Results of examinations

Details on results:
No signs of toxicity were observed during clinical examination or ophthalmoscopy, respectively.
A yellowish-orange discoloration of urine in the bedding in the mid and high dosage groups is judged to be due to excretion of some metabolites of the test substance.
A statistically significant reduction of body weights was observed in the animals of the high dosage group, which occurred earlier during the study period in male animals than in females. At the end an about 10% reduction of body weight resulted in this test group. This reduced body weight development was also demonstrated by decreased body weight change in test group 3 animals. In the female animals of test group 2 a reduction of weight change values occurred without leading to a statistically significant reduction of the absolute body weight.
Statistically significant decreases in water consumption occurred sporadically in test group 1, more often in test group 2 and over the whole study period in test group 3. In test group 3 the overall water consumption of males was reduced about 31% and that of females about 37%.
Food consumption was not influenced in test group 1 and male test group 2 animals. It was sporadically significantly reduced in female animals of group 2 and 3, but nearly over the whole administration period in males of test group 3.
These findings were attributed to the strong odor and taste the test substance, preventing full acceptance of the treated water and the food by the animals.
There was no clearcut influence of treatment on food efficiency.
In the hematology, clinical chemistry and urine examinations the following test substance-related changes were observed:
Test group 3 (7,000 ppm ): - Increase in total cholesterol, total protein and globulins in both sexes. - Increase in platelets in the females.
Test group 1 and 2 (500 ppm and 2,000 ppm): - No test substance-related changes.
The major treatment-related effect noted in the clinical pathology testing was the increase in total cholesterol in the serum of both sexes, which is probably due to a slight impairment of lipid metabolism at that high concentration of 7,000 ppm. The increase in serum proteins seen in the high-dose animals might be related to the reduced water consumption. However, the increase in platelets in the females is considered of minor toxicological importance, because the significance of this isolated finding is not obvious. In conclusion, the results of the clinical chemistry and hematology examinations revealed some treatment-related effects in the highest dose group only which are probably a result of slight changes in lipid metabolism or of reduced water consumption.
The only substance related pathomorphological effect was the decreased terminal body weight in the high dosage group.

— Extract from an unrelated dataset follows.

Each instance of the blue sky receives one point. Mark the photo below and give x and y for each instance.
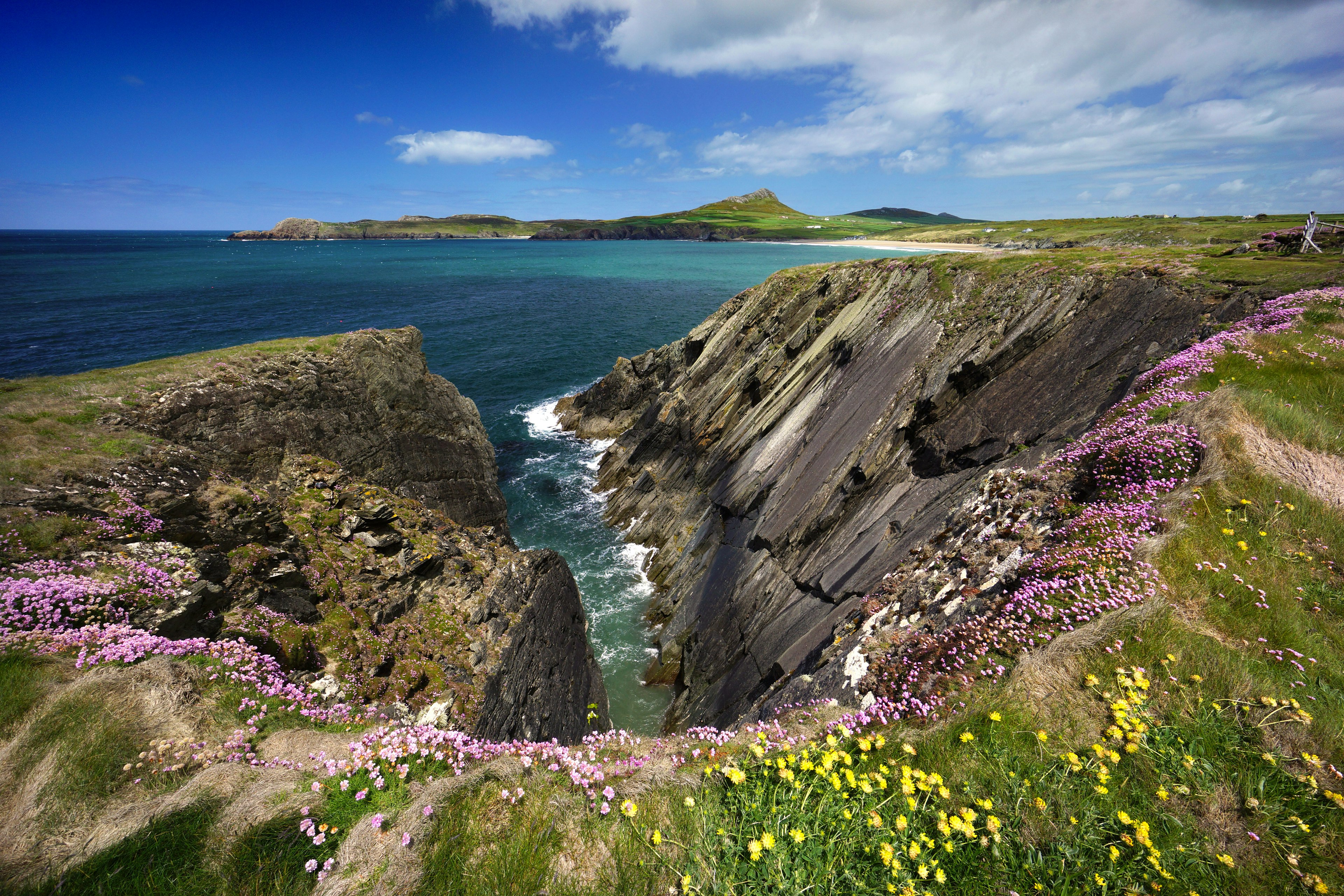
(237, 116)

All other findings were judged to be of spontaneous or incidental nature.

Effect levels

Dose descriptor:
NOAEL
Effect level:
143 mg/kg bw/day (nominal)
Sex:
male/female
Basis for effect level:
other: overall effects

Target system / organ toxicity

Critical effects observed:
not specified

Applicant's summary and conclusion

Conclusions:
At the concentration of 7000 ppm signs of toxicity were observed. The reduction of water and food consumption at the lower concentrations is not considered to be an adverse health effect, but caused by the strong odor and taste of the test substance. Therefore, the NOAEL for this drinking water study is 2 000 ppm, corresponding to a dose of 143 mg/kg body weight.